Masalahnya, mereka mestinya bisa menorehkan hasil yang lebih baik, kalau tidak ada serangkaian strategi konyol.
Padahal di awal musim 2022 performa mobil ferrari cukup menjanjikan, bahkan melejit. Tapi semua berantakan menjelang pertengahan musim. Bukan karena performa mobil, tapi karena strategi balapan yang diterapkan kubu kuda jingkrak.
Berikut ini sekumpulan strategi konyol Ferrari.
GP Monako
Sirkuit jalanan Monako adalah sirkuit berkarakter lambat dan sangat sulit untuk melakukan aksi salip menyalip.
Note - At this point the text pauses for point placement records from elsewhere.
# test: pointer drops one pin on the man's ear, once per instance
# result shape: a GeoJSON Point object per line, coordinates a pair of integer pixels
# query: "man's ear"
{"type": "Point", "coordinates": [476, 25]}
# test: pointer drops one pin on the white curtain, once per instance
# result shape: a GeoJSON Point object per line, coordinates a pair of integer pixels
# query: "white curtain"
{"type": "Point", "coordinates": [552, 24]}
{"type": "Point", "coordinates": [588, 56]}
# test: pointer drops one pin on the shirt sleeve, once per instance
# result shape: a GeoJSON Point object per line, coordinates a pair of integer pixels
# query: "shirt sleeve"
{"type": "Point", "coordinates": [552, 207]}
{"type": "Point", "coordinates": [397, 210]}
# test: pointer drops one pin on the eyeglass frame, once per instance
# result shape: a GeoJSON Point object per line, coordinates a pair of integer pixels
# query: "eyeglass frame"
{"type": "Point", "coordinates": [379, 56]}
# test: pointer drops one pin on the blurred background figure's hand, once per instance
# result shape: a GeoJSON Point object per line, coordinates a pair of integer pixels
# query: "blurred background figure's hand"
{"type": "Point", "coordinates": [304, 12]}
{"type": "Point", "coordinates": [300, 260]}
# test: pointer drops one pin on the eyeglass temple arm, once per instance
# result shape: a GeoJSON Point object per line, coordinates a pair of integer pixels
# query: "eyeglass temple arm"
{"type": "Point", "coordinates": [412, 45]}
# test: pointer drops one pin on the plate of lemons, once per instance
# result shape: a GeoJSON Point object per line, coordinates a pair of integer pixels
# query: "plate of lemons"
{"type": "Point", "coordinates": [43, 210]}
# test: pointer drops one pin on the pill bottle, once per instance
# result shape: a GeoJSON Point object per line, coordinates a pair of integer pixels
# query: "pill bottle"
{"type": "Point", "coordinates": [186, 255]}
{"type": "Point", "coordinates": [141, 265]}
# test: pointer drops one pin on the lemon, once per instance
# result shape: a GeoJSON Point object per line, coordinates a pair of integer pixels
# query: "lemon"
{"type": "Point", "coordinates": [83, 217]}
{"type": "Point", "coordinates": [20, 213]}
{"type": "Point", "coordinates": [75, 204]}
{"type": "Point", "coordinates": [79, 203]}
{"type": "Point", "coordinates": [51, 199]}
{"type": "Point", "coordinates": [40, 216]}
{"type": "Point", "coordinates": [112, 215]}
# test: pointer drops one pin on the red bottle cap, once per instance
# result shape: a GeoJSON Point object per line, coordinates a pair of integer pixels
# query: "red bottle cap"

Bisa dipastikan apabila berhasil pole position di Monako, maka separo kemenangan sudah ada di tangan, kecuali separonya lagi, faktor sial!
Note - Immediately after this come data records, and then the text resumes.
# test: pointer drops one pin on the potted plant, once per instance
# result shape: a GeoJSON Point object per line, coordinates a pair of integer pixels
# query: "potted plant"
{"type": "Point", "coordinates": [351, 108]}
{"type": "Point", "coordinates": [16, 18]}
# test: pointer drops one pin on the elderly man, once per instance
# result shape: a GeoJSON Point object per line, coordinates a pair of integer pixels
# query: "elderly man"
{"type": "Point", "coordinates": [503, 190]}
Yap, dan Charles Leclerc mengalami kesialan itu. Berharap menang di kandang sendiri, adalah cita-cita semua pembalap. Apalagi harapan itu sudah ada di depan mata. Tai semua berantakan karena strategi konyol.
Mengawali start terdepan, Leclerc tampak nyaman pada balapan yang sempat di tunda karena hujan deras yang mengguyur. Direktur Eduardo Freitas memutuskan cukup aman untuk memulai dengan ban full-wet atau ban basah. Seiring berjalannya waktu, kondisi lintasan balap pun perlahan mengering dan benar-benar kering.
Tapi Ferrari tidak melakukan undercut. Peluang itu justru dipakai pembalap Red Bull, Sergio Perez untuk masuk pit terlebih dahulu untuk mengganti ban wet ke medium. Leclerc masuk setelah Perez. Posisi Leclerc diambil alih oleh Perez. Sementara rekan setimnya, Carlos Sainz, jr, memimpin balapan.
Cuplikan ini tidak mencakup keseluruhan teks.